When we represent uncompressed audio digitally, we often represent as a one-dimensional array of values, corresponding to the amplitude of the waveform over time.
However, psycho-acoustically, audio does not feel like it is described by a single real number for each moment of time. Rather, when he hear audio, we notice all sorts of qualities of the audio like pitch and timbre. These qualities are best described as “spectral properties”. They are properties most readily identified from the Short Time Fourier Transform (STFT) of the signal. Here is an example of plotting the STFT of someone speaking the word “one”.
Although not totally intuitive to read, such two-dimensional plots of audio tend to give a better (more interpretable) representation of what an audio clip sounds like than the waveform.
The importance of this observation comes in when we are trying to do further processing on audio, for example running machine learning algorithms on audio.
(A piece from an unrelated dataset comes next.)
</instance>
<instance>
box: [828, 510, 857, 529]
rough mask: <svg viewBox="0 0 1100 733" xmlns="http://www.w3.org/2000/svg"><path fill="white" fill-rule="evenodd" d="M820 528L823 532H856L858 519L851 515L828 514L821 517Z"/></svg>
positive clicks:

Performing a STFT to audio before feeding it into an algorithm can make it easier for that algorithm to pick up on the features that our ear hears. This approach can be used, for example, in using a CNN (Convolutional Neural Net) to detect features in audio. First we perform the STFT, then we can treat the plot (known as a spectrogram) as an image, and apply 2D convolutional layers to it to isolate features. This will often yield better results than trying to use 1D convolution on the raw audio waveform.
Hope this gives you some ideas when working with audio!